The Tenth Circuit Court of Appeals – the federal appellate court that covers Oklahoma, Colorado, Kansas, Utah, New Mexico and Wyoming – recently adopted the “objective reasonableness” standard for determining whether complaints of activity can satisfy Title VII’s anti-retaliation provision. In short, when an employee reports behavior that the employee reasonably believes violates Title VII, he or she may receive protection under Title VII’s anti-harassment provision, even if the underlying conduct was not illegal. What matters, under the Tenth Circuit’s approach, is whether the employee had an objectively reasonable belief that the complained of actions violated Title VII.

Court’s “objective reasonableness standard” allows retaliation claim to proceed

Title VII’s anti-retaliation provision bars an employer from discriminating against an individual who has “opposed any practice made an unlawful employment practice” by the statute. In Reznik v. inContact, Inc., the Tenth Circuit reinstated an employee’s Title VII retaliation claim in which she claimed she was terminated for reporting that a manager in the company’s Utah headquarters repeatedly subjected two workers in the company’s Philippines office to racial slurs and other harassing language. The plaintiff alleged that she had reported the repeated racially abusive language to management and was terminated a few weeks later. At issue was the fact that Title VII does not protect non-citizens working abroad. Consequently, the alleged racially abusive language could not, as a matter of law, violate Title VII. The federal district court in Utah dismissed the action finding that the plaintiff could not show a reasonable belief that her reports were opposing unlawful conduct under Title VII.

On appeal, the Tenth Circuit reversed. It rejected the “substantive law approach,” which focuses on whether the underlying conduct was actually illegal—proposed by the employer and adopted by some other federal courts. It adopted the “objective reasonableness standard,” which “considers the law against what a reasonable employee would believe, not ‘what a reasonable labor and employment attorney would believe.’” Under this standard an employee may receive protection for reporting conduct that he or she believes violates Title VII, if that belief was reasonable when taking into consideration what a reasonable employee would understand about the law and believe in the same or similar circumstances. In other words, a court will review the reporting employee’s belief based on how it believes a reasonable person in that employee’s place would understand Title VII’s protections under the same factual circumstances, with the same training, and same experience.

Implications and practice tips for employers

The Tenth Circuit’s opinion certainly carries the threat of expanded Title VII litigation.

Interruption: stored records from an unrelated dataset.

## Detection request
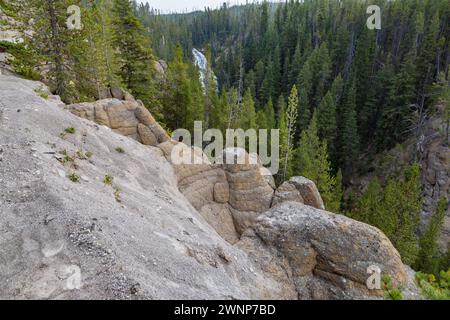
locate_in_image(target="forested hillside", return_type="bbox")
[135,0,450,277]
[0,0,449,295]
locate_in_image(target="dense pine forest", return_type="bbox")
[0,0,449,298]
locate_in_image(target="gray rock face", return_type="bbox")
[0,75,286,300]
[0,75,420,300]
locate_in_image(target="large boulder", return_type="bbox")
[221,148,274,234]
[272,181,304,207]
[240,202,410,299]
[278,176,325,210]
[222,148,274,213]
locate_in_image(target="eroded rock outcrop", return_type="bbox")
[67,97,277,244]
[67,96,169,146]
[0,75,421,300]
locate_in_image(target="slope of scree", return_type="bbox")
[0,75,421,299]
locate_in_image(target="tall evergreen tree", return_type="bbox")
[415,197,448,274]
[293,112,342,212]
[112,0,157,108]
[338,79,359,173]
[378,51,417,150]
[317,91,337,161]
[236,89,256,130]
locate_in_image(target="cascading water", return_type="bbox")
[192,48,218,92]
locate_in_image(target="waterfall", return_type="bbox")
[192,48,218,92]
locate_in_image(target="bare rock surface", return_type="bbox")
[0,75,286,299]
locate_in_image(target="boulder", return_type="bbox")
[110,87,124,100]
[105,101,138,129]
[240,202,409,299]
[134,105,156,126]
[272,181,304,207]
[219,148,274,234]
[286,176,325,210]
[137,123,158,146]
[93,102,110,126]
[260,167,276,190]
[124,91,134,101]
[149,122,171,143]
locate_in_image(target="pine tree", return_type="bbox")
[390,164,422,265]
[433,73,450,144]
[92,0,122,92]
[415,197,448,274]
[289,42,302,89]
[376,165,422,265]
[272,94,284,127]
[112,0,157,108]
[293,112,341,212]
[338,79,359,173]
[311,43,332,108]
[264,98,276,130]
[203,45,219,129]
[378,51,417,150]
[351,177,383,224]
[28,0,75,102]
[298,87,311,133]
[236,89,256,130]
[317,91,337,160]
[163,44,193,129]
[257,98,275,130]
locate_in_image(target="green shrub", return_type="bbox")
[382,275,403,300]
[0,41,40,80]
[416,270,450,300]
[0,0,18,18]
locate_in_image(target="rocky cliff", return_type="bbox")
[0,74,421,299]
[351,106,449,251]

Employers cannot necessarily rely on the fact that any underlying conduct is unprotected as a quick exit from a retaliation suit. If the complained of conduct is significantly similar to conduct protected by Title VII, there appears to be a good chance that retaliation claims premised on reports of such conduct will survive. So, what should employers do in response to this opinion?

As in most cases, being proactive is the best solution. Employers should ensure their policies and procedures are updated and properly disseminated. Additionally, conducting appropriate training for employees and management can help diffuse situations before they lead to potentially costly litigation. Given the language from Reznik, employers may consider alterations to their policies and training that expressly identify Title VII’s exceptions and illustrations of what would fail to be considered harassment under the law. The more educated a workforce is on what is and what is not illegal under Title VII, the better argument an employer would have against an expanded scope of Title VII’s retaliation provision.

Reznik v. inContact, Inc., 18 F.4th 1257 (10th Cir. 2021).

DISCLAIMER: Because of the generality of this update, the information provided herein may not be applicable in all situations and should not be acted upon without specific legal advice based on particular situations.